The Manchester weather always has been a sensitive subject for Lancastrians and never more so than this year. For want of a little kindness from the elements, they would be celebrating their first County Championship for 69 years rather than reflecting miserably on winning opportunities washed away by early-summer rains. They will have noted the irony of the glorious weather here yesterday.
Depriving Sussex of the cheque for £105,000 that comes with the title pennant was always a forlorn hope and there is a real danger now that the consolation of the £50,000 prize for finishing second might also elude them after Nottinghamshire, who are relegated, enjoyed rare prosperity.
Some perceived dampness in the pitch was the theory behind Warren Hegg's surprise decision to bowl but it backfired badly as Nottinghamshire gathered an unfamiliar clutch of batting points. It took Lancashire's bowlers two-and-a-half hours to claim their first wicket and while they did claim the full return as the home side's ninth wicket fell in the 100th over, it was at a cost in runs which is likely to turn the winning of this contest into a major feat.
Given the work they have put in throughout the year, Lancashire's toiling seamers, particularly the loyally reliable Peter Martin and Glen Chapple, do not deserve to be criticised. It was just unfortunate that they should choose yesterday to misfire.
Encouraged by an invitingly short boundary on the Fox Road side, Darren Bicknell and Jason Gallian made the morning their own. England may feel they were serving the national interest by insisting, after the Oval Test, that James Anderson and Andrew Flintoff took no further part in the Championship, but Lancashire must surely question why they pay the pair if even matches as consequential as this do not deserve their participation.
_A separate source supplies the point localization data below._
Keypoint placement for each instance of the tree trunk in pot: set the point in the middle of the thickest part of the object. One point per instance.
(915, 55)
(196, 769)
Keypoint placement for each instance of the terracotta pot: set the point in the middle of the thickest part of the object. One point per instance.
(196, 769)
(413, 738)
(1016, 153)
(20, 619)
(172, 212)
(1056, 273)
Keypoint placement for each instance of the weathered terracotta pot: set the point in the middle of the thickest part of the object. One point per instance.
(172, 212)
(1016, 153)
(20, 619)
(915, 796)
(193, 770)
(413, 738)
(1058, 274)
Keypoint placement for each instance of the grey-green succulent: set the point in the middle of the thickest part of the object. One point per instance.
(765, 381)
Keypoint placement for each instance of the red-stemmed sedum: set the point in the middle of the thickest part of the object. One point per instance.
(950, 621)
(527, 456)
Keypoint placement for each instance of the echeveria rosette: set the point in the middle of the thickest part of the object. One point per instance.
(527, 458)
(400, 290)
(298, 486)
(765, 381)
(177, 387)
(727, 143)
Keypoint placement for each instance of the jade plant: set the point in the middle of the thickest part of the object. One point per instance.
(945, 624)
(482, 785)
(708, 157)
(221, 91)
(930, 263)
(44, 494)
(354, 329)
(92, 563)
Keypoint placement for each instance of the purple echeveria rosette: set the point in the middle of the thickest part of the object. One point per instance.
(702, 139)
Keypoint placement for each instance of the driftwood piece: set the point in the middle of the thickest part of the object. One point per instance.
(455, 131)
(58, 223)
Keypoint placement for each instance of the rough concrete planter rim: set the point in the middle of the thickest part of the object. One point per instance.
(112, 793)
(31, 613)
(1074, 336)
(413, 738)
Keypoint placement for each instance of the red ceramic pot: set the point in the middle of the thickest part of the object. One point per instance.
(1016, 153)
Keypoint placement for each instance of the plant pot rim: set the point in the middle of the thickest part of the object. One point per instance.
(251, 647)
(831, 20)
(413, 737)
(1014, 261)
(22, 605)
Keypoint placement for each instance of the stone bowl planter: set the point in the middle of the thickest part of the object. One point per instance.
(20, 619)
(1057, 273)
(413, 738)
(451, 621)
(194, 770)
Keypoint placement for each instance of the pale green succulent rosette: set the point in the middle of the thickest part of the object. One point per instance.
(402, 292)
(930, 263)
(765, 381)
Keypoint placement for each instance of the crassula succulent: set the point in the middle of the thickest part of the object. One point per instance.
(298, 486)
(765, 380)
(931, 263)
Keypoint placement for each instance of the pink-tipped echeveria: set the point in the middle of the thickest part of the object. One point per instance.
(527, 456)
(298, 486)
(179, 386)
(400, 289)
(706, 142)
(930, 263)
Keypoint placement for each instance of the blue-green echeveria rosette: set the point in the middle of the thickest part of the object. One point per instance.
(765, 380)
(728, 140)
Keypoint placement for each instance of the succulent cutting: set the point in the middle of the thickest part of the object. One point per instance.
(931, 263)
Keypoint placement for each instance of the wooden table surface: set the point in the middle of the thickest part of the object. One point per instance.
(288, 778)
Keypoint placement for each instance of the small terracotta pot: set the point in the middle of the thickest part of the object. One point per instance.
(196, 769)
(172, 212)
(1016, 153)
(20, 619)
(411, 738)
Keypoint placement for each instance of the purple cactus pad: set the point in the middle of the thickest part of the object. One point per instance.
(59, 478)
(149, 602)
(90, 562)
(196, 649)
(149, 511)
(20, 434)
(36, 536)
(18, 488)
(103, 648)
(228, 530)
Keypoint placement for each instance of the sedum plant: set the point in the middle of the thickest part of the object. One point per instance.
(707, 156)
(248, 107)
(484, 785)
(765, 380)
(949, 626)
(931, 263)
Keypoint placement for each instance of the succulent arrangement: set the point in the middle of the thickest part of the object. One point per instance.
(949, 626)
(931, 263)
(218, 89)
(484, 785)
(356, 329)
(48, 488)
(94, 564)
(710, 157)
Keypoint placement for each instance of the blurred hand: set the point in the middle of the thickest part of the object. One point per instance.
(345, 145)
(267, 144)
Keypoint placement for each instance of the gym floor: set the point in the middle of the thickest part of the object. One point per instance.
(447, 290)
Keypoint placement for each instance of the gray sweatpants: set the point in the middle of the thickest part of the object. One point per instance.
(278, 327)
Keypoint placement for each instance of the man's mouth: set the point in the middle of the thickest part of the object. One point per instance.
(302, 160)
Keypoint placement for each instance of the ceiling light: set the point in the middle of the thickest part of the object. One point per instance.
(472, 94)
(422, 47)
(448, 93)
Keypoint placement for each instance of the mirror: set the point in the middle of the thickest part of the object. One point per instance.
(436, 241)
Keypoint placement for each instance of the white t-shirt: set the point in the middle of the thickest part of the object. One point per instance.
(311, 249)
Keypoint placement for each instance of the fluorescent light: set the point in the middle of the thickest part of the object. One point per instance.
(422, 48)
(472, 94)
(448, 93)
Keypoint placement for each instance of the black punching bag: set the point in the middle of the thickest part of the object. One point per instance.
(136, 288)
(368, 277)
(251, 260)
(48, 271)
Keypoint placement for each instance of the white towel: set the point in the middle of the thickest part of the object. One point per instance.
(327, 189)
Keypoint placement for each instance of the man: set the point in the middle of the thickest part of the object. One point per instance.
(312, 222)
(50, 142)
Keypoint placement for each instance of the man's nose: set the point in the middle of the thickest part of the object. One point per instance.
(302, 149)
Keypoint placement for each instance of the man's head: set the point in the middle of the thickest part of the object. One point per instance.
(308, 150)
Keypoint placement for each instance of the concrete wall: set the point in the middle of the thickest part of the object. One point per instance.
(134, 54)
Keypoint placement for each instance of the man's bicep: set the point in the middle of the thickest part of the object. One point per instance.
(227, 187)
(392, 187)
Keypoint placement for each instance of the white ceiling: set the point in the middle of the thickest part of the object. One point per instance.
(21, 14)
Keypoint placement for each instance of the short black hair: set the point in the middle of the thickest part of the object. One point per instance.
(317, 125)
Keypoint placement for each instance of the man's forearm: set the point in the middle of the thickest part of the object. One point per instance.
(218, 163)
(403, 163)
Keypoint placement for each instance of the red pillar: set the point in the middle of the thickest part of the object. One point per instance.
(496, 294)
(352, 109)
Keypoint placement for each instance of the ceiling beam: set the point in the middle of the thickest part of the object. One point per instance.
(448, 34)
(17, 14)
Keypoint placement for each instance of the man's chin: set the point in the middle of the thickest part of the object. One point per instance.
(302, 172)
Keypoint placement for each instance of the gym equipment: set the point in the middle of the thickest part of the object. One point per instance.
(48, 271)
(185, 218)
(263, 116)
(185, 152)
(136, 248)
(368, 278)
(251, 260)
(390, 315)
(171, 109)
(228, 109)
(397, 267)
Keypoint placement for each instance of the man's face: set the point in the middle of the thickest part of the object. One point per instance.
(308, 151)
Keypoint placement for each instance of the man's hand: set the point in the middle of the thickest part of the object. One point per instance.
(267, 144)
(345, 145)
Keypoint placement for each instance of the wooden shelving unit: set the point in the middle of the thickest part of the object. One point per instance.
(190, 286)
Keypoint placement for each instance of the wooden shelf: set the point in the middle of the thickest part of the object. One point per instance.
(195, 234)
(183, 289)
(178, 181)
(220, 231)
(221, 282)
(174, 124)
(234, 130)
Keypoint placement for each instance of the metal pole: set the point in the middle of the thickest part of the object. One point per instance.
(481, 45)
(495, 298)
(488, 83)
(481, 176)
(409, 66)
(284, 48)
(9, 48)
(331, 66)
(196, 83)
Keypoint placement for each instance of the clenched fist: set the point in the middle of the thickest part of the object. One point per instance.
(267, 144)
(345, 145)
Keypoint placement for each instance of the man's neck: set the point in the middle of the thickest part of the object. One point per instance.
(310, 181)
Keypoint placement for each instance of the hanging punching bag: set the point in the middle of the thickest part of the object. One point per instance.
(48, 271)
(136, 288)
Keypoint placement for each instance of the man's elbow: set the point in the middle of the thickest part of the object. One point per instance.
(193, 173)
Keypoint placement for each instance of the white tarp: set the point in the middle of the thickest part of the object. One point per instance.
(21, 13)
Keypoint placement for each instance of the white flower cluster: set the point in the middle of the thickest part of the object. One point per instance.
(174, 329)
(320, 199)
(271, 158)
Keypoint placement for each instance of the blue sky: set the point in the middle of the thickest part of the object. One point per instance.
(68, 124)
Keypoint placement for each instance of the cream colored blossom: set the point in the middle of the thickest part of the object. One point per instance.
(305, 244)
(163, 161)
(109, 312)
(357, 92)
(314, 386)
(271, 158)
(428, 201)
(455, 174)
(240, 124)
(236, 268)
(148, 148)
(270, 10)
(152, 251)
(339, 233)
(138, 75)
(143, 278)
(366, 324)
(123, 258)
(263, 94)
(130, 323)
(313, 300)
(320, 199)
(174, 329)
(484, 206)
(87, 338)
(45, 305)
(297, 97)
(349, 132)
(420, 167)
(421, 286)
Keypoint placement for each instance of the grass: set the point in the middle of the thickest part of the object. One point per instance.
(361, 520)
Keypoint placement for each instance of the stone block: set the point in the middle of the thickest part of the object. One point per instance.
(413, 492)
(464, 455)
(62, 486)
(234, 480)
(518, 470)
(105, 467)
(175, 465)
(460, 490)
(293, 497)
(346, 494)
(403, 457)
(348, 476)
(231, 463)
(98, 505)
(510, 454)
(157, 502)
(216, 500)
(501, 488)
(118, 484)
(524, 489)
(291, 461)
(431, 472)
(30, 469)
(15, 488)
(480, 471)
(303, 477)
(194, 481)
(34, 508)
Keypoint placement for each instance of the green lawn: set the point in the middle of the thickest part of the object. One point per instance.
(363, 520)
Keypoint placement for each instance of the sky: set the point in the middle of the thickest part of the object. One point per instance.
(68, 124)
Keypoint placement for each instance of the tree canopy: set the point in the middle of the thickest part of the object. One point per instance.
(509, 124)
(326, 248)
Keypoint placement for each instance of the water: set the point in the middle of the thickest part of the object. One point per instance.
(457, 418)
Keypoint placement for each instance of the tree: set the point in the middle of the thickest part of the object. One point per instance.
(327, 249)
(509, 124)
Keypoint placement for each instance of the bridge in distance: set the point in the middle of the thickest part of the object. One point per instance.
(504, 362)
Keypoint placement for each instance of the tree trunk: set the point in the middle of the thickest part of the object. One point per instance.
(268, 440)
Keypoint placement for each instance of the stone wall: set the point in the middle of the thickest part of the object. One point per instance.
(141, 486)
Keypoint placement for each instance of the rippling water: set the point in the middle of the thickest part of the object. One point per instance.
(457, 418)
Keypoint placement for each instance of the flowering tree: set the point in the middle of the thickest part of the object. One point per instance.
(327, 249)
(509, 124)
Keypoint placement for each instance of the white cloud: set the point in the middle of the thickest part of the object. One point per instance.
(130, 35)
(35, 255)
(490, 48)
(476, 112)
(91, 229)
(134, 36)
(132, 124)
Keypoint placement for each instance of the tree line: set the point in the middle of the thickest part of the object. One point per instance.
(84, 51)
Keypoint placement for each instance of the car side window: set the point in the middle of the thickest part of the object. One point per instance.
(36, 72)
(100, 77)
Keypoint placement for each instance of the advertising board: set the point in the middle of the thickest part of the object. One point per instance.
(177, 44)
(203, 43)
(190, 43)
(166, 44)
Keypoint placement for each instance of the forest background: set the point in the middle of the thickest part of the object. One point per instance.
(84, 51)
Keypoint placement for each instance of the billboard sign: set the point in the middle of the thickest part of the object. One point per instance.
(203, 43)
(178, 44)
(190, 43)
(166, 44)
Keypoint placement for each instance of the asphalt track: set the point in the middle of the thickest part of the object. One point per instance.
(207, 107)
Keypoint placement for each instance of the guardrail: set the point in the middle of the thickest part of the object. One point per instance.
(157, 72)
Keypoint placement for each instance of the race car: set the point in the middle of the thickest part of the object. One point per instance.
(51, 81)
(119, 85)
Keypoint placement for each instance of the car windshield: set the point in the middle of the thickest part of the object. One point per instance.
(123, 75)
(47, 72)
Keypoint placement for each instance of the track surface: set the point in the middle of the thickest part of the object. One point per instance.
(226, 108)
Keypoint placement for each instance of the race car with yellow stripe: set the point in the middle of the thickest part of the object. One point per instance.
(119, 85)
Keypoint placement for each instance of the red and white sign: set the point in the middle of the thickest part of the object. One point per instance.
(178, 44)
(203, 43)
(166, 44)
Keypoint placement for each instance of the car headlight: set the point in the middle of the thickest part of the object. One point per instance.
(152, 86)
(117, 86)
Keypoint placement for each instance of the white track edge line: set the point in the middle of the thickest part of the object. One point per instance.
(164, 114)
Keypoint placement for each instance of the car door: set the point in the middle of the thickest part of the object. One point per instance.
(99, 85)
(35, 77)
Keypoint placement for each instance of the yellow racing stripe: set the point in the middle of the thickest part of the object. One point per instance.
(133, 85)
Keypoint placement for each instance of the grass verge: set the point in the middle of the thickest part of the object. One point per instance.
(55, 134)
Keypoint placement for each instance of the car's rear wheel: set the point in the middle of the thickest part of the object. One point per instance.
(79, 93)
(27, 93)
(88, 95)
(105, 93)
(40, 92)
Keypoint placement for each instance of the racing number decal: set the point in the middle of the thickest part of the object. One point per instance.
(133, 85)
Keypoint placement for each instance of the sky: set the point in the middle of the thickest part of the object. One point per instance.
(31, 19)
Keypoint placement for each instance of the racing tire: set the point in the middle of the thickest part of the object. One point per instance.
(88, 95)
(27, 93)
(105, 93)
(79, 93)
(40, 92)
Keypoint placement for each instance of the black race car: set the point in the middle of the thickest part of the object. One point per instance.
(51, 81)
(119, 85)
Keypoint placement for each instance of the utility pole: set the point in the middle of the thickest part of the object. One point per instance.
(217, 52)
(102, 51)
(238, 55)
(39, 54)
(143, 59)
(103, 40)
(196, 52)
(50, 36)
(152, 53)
When the breakthrough did come, as Bicknell was bowled in expansive driving mode after scoring 64 of his 75 runs in boundaries, Gallian - spectacularly caught in the gully - and Chris Read soon followed.
But an 87-run partnership between Kevin Pietersen and Russell Warren restored Nottinghamshire's position of strength before the former thin-edged Carl Hooper. Warren's 75 became the bedrock as the home side consolidated their gains.
After the seam bowler Andrew Harris had to leave the ground because of a family illness, the home side declared at nine wickets down.
Lancashire survived two overs without loss but will need something spectacular from the likes of Hooper and Stuart Law today if Surrey's bid to pip them for second spot is to be repelled.